By combining geophysical data acquired from a Spanish research project and data from sediment cores collected from a nearby Ocean Drilling program site, scientists were able to show that three deposits are made up of alternating beds of volcaniclastic sand and mud, while the fourth is a volcaniclastic debris flow, a more dense mixture of volcanic sediment and water.

The study's findings, published in the journal Geology, suggest that these structures were deposited during a volatile time when the Campi Flegrei caldera and the Neapolitan Yellow Tuff supereruption were active.

The new study suggests that these megabeds originated not from nearby volcanoes, but from a volcanic province to the north. That province, researchers think, was an area once near the Campanian Ignimbrite (CI) supereruption of Campi Flegrei, the largest one of its volcanic eruptions since the caldera's formation nearly 50,000 years ago.

This still volcanically active region could pose immense danger in the future, said Derek Sawyer, lead author of the study and an associate professor of earth sciences at The Ohio State University. The discovery of these previously unknown megabeds is pivotal for understanding and measuring the impact of such recurring geohazards over time.

"Megabeds are important components of deep-sea basins and are thought to be the result of major catastrophic events," he said. "So studying them can serve as an important archive into how these events affected the Earth."

The CI supereruption was so violent an incident that it had a profound effect on the planet and had a hand in shaping Earth's climate and ecosystems, as well as a huge chunk of human migratory and geologic history.
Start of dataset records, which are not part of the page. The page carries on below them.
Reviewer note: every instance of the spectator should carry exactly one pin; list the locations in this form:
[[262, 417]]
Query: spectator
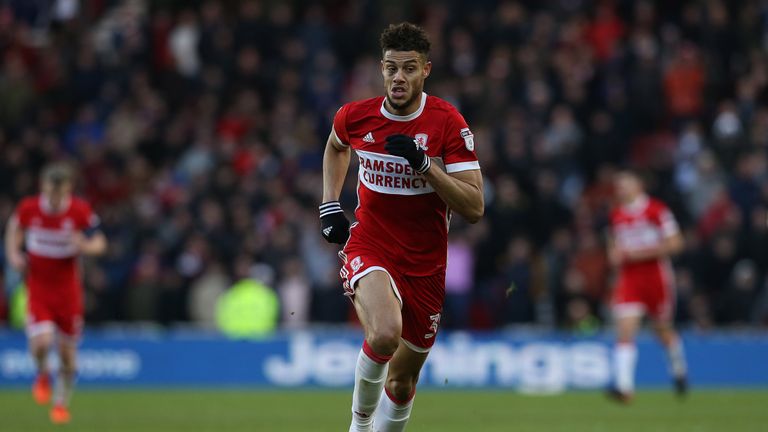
[[199, 130]]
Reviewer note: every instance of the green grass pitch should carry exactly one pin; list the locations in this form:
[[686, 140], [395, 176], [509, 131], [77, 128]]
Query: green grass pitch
[[438, 411]]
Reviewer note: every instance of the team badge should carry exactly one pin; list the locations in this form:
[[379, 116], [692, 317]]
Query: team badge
[[469, 139], [421, 141], [435, 323], [356, 263]]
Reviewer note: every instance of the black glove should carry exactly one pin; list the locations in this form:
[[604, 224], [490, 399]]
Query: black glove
[[334, 225], [405, 146]]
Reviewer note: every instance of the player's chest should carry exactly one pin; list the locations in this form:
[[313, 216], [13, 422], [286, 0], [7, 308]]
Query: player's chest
[[373, 137], [636, 228], [63, 223]]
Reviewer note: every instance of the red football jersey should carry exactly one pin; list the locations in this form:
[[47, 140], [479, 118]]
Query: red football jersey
[[53, 270], [642, 225], [399, 215]]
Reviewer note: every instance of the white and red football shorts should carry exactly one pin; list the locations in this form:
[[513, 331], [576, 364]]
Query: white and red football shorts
[[648, 292], [421, 297], [49, 314]]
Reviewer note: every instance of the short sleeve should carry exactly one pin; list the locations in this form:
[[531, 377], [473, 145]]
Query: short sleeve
[[459, 152], [668, 223], [23, 214], [88, 220], [340, 125]]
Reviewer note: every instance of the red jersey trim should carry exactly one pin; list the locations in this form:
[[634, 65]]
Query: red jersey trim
[[462, 166]]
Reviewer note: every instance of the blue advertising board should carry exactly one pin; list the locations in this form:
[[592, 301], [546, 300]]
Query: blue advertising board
[[517, 360]]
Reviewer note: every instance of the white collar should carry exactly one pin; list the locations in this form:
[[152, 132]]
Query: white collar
[[409, 117], [45, 205]]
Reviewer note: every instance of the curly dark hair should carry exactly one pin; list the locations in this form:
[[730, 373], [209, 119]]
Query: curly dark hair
[[405, 37]]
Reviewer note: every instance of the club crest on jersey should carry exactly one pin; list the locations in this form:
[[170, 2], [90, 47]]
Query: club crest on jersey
[[421, 141], [356, 263], [469, 139], [435, 323]]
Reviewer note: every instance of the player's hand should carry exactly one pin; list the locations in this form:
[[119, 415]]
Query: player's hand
[[78, 241], [334, 225], [18, 261], [406, 147]]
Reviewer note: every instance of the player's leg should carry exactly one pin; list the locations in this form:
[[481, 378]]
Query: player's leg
[[673, 346], [397, 399], [379, 312], [65, 382], [422, 303], [41, 337], [628, 321], [40, 333]]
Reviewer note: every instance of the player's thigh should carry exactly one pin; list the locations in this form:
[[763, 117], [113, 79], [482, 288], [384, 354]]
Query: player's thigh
[[377, 306], [404, 369], [40, 326], [68, 352], [42, 340], [627, 326], [665, 330]]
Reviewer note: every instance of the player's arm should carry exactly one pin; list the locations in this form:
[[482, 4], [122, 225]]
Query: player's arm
[[91, 243], [461, 191], [671, 245], [333, 224], [14, 241], [335, 165], [90, 240], [614, 253]]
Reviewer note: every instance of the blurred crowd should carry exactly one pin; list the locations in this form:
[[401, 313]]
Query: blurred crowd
[[198, 129]]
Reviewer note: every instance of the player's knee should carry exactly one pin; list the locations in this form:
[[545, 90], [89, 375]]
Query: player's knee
[[385, 340], [401, 388]]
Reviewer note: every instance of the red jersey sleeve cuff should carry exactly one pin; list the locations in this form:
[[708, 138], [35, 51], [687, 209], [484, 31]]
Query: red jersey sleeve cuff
[[462, 166]]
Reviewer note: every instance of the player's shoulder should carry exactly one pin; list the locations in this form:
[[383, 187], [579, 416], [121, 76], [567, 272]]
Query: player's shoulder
[[656, 206], [361, 108], [440, 106], [80, 204], [28, 203]]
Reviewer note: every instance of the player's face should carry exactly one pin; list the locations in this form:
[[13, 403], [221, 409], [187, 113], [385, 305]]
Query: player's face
[[57, 193], [404, 74], [627, 187]]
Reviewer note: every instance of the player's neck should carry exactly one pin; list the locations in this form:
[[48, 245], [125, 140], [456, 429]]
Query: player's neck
[[637, 203], [407, 110], [47, 205]]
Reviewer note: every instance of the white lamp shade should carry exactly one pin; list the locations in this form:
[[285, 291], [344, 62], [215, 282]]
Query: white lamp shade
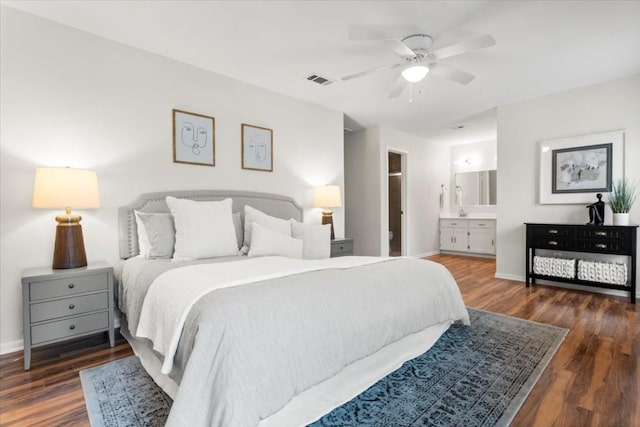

Thanks to the huge amounts of dust and ash that were left behind on land and eventually traveled into the ocean, Sawyer and his team were able to discern the age and composition of the four sediment deposits, and determined that their interpretation that the megabeds originated from the Campi Flegrei caldera to the north is likely supported.

More evidence supporting the theory came from the researchers' discovery that tiny marine microbes called benthic foraminifera that reside within these megabeds were found not to have originated from Marsili as previously assumed, but from the Campi Flegrei caldera.

Though scientists can now better predict potential ruptures and other types of seismic hazards, recent volcanic and hydrothermal activity in the Mediterranean has raised scientists' concerns over whether the Marsili Seamount, which rises 3,500 meters from the seafloor to a depth of 489 meters below sea level, will erupt soon.

"This is the part of Italy, the Phlegrean Fields, where Mount Vesuvius is and it's still a very volcanically active area, so it's a known hazard and continuously monitored," said Sawyer. "In doing marine geoscience studies like these, we're working to help understand past eruption events to aid in the effort to build resilient communities that have as much information as they can in order to avoid getting displaced."

If a volcano in this region were to erupt today, the movement of such vast magma deposits beneath the surface could trigger tsunamis threatening nearby coastal cities and cause a variety of other ecological disasters.

While the study did find that megabeds recur in the Marsili Basin about every 10,000 to 15,000 years, Sawyer said that because not every eruption creates a megabed, scientists should be vigilant in watching for events that don't adhere to these timescales. As the last one is estimated to have happened about 2,100 to 3,000 years ago, there's still some uncertainty regarding when the next one will occur.

"We have to be cautious about these predictions, but in order to be prepared for it, more research is needed," Sawyer said.